Avoiding code bloat
Nathan has worked on the ISO/ANSI C++ Standard since 1993, designing most of what is in Chapter 22 of the Draft Standard. He can be contacted at http://www.cantrip.org/.
The (Draft) Standard C++ Library is filled with useful templates, including extended versions of those found in the Standard Template Library (STL). These templates offer great flexibility, yet they are optimized for best performance in the common case. Not only can you use these templates directly, but they can stand as examples of effective design, and as a source of inspiration for ways to make your own components efficient and flexible.
Some of the ways that they offer flexibility involve "empty" classes -- classes with no data members. Ideally, these empty classes should consume no space at all. They typically declare typedefs or member functions, and you can replace them with your own classes (which might not be empty) to handle special needs. The default empty class is by far the most commonly used, however, so this case must be optimal.
Due to an unfortunate detail of the language definition, instances of empty classes usually occupy storage. In members of other classes, this overhead can make otherwise small objects large enough to be unusable in some applications. If this overhead couldn't be avoided in the construction of the Standard Library, the cost of the library's flexibility would drive away many of its intended users. But the optimization techniques used in the Standard library limit this overhead, and can be equally useful in your own code.
Empty Member Bloat
In the Standard C++ Library, each STL Container constructor takes as a parameter, and copies, an allocator object. Whenever the container needs storage, it asks its allocator member. In this way, a user with some special memory to allocate (such as a shared memory region) can define an allocator for it, and pass that to a container constructor, so that container elements will be placed there. In the common case, however, the standard default allocator is used, which just delegates to the global operator new. It is an empty object.
The listings resent simplified code for a possible implementation of these components. In Listing One, the standard default allocator allocator<> has only function members. In Listing Two, the generic list<> container template keeps a private alloc_ member, copied from its constructor argument. The list<> constructor is declared "explicit" so that the compiler will not use it as an automatic conversion (this is a recent language feature).
The member list<>::alloc_ usually occupies four bytes in the object, even in the default case where Alloc is the empty class allocator<T>.
A few extra bytes for the list object doesn't seem so bad until you imagine a big vector of these lists, as in a hash table. Any extra junk in each list is multiplied, and reduces the number of list headers that fit in a virtual memory page. Wasted space makes slower programs.
Empty Objects
How can this overhead be avoided?

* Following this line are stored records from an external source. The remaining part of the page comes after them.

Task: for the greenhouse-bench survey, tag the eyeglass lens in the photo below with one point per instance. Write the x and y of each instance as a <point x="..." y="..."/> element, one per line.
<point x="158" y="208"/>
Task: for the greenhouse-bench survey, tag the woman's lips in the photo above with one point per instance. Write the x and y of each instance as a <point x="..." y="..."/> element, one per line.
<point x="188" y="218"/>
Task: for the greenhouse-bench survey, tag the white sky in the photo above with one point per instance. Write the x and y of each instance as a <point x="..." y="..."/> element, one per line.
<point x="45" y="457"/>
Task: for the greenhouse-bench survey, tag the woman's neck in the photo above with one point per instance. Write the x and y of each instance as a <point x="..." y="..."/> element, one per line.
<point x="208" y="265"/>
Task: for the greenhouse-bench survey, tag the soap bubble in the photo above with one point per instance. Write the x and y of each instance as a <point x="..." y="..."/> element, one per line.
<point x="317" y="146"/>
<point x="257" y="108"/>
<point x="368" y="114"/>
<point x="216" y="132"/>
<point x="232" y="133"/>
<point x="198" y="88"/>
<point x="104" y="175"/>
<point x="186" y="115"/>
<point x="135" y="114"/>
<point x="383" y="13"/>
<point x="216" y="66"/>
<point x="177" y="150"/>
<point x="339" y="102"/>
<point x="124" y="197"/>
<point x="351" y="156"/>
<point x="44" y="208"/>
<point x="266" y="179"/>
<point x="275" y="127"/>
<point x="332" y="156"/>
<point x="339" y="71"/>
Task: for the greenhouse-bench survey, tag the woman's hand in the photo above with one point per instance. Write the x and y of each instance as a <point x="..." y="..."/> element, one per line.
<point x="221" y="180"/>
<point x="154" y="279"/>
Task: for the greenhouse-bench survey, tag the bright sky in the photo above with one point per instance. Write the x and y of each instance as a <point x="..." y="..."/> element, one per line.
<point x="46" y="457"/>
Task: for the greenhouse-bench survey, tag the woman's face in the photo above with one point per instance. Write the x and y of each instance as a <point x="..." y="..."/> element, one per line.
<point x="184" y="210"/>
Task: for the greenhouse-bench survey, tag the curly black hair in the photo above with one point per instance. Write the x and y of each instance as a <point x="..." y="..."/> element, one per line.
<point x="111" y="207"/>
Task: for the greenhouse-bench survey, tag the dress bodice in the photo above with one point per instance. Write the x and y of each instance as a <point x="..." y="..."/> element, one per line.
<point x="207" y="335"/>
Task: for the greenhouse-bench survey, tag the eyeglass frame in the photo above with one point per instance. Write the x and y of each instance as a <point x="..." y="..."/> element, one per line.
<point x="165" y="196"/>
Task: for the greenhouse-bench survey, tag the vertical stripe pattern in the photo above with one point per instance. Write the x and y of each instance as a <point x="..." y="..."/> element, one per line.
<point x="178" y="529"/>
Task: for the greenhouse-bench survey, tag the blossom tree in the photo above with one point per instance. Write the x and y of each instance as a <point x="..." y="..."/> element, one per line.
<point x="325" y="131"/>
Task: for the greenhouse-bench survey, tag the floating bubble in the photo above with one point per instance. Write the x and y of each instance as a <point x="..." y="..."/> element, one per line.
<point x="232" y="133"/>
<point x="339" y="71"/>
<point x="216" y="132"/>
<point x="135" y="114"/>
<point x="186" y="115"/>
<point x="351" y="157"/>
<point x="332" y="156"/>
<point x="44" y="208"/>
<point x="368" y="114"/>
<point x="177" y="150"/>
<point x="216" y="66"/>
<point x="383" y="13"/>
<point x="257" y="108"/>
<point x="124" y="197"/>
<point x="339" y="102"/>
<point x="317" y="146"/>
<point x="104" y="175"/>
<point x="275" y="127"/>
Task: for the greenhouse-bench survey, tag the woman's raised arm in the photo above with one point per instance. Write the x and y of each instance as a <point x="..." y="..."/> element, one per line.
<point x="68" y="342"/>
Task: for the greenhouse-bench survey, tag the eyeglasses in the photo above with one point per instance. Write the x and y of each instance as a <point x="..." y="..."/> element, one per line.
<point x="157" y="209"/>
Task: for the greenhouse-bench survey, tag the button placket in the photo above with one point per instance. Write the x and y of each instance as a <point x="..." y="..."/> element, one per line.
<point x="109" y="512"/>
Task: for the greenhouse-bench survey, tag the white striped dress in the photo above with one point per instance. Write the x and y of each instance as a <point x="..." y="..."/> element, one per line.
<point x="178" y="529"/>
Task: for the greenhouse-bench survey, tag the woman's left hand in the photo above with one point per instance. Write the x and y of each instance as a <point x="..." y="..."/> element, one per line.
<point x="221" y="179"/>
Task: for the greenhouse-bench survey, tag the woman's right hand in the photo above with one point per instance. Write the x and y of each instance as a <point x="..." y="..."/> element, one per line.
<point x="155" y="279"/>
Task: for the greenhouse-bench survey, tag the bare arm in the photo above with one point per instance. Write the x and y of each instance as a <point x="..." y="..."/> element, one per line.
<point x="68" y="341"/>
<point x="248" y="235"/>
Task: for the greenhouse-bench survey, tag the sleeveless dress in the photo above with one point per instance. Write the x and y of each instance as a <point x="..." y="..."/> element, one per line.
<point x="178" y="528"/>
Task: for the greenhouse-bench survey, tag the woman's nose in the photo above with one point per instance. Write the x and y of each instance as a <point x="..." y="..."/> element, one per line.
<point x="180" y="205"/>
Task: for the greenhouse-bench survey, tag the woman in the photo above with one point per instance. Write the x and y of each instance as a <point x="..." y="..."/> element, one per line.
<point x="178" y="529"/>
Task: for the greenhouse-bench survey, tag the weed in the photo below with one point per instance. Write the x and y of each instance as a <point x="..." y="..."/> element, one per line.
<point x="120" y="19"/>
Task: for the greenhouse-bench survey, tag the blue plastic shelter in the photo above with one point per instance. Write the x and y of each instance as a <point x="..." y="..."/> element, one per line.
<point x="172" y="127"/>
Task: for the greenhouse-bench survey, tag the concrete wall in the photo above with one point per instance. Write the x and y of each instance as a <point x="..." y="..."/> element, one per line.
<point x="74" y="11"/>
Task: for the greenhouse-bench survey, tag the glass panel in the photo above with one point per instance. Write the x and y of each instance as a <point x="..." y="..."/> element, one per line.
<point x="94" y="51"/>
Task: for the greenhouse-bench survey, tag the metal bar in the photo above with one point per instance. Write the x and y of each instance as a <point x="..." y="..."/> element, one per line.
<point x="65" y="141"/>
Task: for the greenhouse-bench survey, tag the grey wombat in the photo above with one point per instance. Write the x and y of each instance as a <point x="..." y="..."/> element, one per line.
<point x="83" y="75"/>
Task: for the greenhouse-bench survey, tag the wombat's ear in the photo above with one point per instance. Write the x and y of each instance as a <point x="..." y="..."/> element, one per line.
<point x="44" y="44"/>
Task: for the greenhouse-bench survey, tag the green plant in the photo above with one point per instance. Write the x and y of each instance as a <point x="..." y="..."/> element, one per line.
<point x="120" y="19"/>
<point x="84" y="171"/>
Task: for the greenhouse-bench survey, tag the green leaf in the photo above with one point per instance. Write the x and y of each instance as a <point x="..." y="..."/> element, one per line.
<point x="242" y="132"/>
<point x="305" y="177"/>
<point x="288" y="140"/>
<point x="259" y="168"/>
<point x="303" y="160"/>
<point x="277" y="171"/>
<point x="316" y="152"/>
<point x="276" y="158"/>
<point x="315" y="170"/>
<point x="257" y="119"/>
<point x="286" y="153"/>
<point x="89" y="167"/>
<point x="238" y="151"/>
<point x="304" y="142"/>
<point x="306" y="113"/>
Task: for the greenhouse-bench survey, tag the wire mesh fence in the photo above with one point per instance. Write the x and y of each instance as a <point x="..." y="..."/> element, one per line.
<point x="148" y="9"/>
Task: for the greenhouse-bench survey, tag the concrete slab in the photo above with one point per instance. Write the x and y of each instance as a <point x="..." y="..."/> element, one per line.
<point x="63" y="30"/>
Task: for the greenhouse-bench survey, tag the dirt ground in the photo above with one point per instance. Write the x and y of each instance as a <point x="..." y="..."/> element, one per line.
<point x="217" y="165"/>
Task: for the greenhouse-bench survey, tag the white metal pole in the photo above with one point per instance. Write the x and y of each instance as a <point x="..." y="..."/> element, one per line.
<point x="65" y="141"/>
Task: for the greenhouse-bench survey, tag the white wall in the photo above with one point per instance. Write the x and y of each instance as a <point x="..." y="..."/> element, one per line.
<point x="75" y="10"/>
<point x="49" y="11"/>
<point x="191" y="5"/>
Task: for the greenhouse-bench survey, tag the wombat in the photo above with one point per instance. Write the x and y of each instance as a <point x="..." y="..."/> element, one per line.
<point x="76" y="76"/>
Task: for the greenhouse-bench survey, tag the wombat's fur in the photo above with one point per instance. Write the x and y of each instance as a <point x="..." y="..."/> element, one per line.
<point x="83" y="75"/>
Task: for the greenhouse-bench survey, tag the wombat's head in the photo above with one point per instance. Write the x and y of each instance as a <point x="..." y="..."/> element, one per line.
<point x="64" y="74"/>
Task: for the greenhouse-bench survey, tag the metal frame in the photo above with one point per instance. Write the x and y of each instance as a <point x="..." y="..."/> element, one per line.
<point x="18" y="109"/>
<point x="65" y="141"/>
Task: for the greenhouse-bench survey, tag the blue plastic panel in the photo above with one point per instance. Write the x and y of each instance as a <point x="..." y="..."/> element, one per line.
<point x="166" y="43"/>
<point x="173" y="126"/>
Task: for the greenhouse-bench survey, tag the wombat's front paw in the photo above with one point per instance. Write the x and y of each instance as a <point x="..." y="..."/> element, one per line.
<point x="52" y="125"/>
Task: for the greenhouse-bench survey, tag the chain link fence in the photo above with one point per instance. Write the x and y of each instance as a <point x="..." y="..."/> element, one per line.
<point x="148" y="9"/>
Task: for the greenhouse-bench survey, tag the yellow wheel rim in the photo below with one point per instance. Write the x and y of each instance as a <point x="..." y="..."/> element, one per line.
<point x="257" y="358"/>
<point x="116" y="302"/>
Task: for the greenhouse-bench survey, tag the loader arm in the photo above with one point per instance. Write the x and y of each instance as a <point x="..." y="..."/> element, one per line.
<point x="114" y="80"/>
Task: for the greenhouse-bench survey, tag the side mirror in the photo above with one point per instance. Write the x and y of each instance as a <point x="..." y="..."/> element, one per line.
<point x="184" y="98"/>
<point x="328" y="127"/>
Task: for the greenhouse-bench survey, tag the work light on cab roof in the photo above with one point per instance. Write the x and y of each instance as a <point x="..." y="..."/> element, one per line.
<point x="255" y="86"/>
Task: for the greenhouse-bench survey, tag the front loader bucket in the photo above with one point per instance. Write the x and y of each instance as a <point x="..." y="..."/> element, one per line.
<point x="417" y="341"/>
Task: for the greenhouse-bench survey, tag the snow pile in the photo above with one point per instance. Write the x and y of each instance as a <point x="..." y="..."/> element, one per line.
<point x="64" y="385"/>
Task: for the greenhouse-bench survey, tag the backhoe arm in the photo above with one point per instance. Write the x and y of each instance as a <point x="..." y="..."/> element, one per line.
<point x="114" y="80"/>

First, you need to know why the overhead is there. The Standard C++ language definition says:
A class with an empty sequence of [data] members and base class objects is an empty class. Complete objects and member subobjects of an empty class type shall have nonzero size.
Why must objects with no member data occupy storage? Consider Listing Three. If sizeof(Bar) were zero, f.b and the elements of f.a[] might all have the same address. If you were keeping track of separate objects by their addresses, f.b and f.a[0] would appear to be the same object. The C++ standards committee chose to finesse these issues by forbidding zero-sized addressable objects.
Still, why does an empty member take up so much space (four bytes, in our example)? On all the compilers I know of, sizeof(Bar) is 1. However, on most architectures, objects must be aligned according to their type. For example, if you declare
struct Baz { Bar b; int* p; };
on most architectures today, sizeof(Baz) is 8. This is because the compiler adds "padding" so that member Baz::p doesn't cross a memory word boundary; see Figure 1(a).
How can you avoid this overhead? The Draft says (in a footnote) that "a base class subobject of an empty class type may have zero size." In other words, if you declared Baz2 like this,
struct Baz2 : Bar { int* p; };
then a compiler is allowed to reserve zero bytes for the empty base class Bar. Hence, sizeof(Baz2) can be just 4 on most architectures; see Figure 1(b).
Compiler implementers are not required to do this optimization, and many don't -- yet. However, you can expect that most standard-conforming compilers will, because the efficiency of so many components of the Standard Library (not only the containers) depends on it.
Eliminating Bloat
This principle eliminates the space overhead. How do you apply it? Let's consider how to fix the implementation of our example template list<>. You could just derive from Alloc, as in Listing Four, and it would work, mostly. Code in the list<> member functions would get storage by calling this->allocate() instead of alloc_.allocate(). However, the Alloc type supplied by the user is allowed to have virtual members, and these could conflict with a list<> member. (Imagine a private member void list<>::init(), and a virtual member bool Alloc::init().)
A better approach is to package the allocator with a list<> data member, such as the pointer to the first list node (as in Listing Five), so that the allocator's interface cannot leak out.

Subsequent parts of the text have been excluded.